Vorsorge- oder Rehabilitationseinrichtungen

In den insgesamt 1.153 Vorsorge- oder Rehabilitationseinrichtungen ließen sich letztes Jahr 3.600 (-0,2 Prozent) Patienten weniger stationär behandeln als im Vorjahr: Rund 1,97 Millionen Menschen wurden hier versorgt. Es standen 164.700 Betten zur Verfügung. Anders als bei den Krankenhäusern sind bei den Vorsorge- oder Rehabilitationseinrichtungen private Träger mit 65,9 Prozent aller Betten die größten Anbieter. Einrichtungen öffentlicher Träger verfügten über 18,6 Prozent der Betten. Den geringsten Anteil hatten freigemeinnützige Einrichtungen mit 15,5 Prozent aller Betten.
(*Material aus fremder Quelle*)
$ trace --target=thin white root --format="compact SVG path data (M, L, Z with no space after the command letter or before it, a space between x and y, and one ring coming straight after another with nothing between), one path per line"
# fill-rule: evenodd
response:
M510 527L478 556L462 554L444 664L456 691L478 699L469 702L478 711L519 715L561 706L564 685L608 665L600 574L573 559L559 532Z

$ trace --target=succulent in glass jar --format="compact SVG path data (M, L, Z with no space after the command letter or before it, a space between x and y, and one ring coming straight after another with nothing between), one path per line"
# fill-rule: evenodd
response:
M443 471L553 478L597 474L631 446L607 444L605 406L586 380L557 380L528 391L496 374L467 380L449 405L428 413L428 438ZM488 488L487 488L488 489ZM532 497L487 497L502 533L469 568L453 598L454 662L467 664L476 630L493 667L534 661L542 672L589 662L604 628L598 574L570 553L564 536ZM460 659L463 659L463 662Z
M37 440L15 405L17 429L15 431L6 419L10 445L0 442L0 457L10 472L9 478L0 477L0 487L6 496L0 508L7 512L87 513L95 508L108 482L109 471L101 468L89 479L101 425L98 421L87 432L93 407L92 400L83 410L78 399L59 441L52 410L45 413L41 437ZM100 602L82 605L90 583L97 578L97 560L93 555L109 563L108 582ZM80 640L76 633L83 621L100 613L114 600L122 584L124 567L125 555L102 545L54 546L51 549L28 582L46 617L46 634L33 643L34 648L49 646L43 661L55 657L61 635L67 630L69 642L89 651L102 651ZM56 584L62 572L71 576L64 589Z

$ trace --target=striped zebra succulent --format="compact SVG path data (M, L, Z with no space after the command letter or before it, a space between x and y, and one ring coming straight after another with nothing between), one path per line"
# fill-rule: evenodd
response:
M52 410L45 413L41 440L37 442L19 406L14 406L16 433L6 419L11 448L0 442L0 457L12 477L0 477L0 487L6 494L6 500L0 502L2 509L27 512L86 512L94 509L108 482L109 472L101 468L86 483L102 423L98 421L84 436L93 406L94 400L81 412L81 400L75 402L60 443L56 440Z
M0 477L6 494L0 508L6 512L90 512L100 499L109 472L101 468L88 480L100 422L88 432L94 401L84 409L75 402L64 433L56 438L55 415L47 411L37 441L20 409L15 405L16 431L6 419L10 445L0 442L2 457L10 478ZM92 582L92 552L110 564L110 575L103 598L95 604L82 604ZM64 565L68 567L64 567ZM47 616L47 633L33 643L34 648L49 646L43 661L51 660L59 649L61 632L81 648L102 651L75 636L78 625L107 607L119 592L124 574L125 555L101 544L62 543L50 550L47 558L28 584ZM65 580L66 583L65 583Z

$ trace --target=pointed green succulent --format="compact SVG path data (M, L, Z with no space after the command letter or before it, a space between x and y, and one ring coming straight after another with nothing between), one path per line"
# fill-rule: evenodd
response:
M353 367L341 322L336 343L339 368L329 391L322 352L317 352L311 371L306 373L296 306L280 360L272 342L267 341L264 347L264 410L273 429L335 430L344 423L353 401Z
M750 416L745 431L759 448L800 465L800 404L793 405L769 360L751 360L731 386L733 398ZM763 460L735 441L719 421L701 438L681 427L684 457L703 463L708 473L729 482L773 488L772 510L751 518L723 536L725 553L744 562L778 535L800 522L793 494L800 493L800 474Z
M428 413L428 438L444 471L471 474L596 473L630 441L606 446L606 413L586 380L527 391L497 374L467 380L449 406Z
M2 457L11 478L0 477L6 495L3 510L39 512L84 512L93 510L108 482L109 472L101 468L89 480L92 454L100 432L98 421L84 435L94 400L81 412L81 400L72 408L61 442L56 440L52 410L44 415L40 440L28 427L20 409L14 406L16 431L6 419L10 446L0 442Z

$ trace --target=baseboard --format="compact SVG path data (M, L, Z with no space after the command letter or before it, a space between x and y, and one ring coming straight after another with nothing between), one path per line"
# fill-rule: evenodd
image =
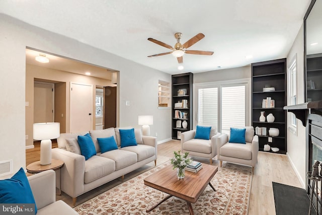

Die durchschnittliche Bettenauslastung lag bei 82,9 Prozent. Öffentliche Einrichtungen erreichten eine Belegung von 91,6 Prozent, private Einrichtungen waren zu 80,4 Prozent ausgelastet.

Rund 8.600 Vollkräfte im ärztlichen Dienst und 83.500 Vollkräfte im nichtärztlichen Dienst, darunter 21.300 Pflegevollkräfte, versorgten die Patienten in diesen Einrichtungen.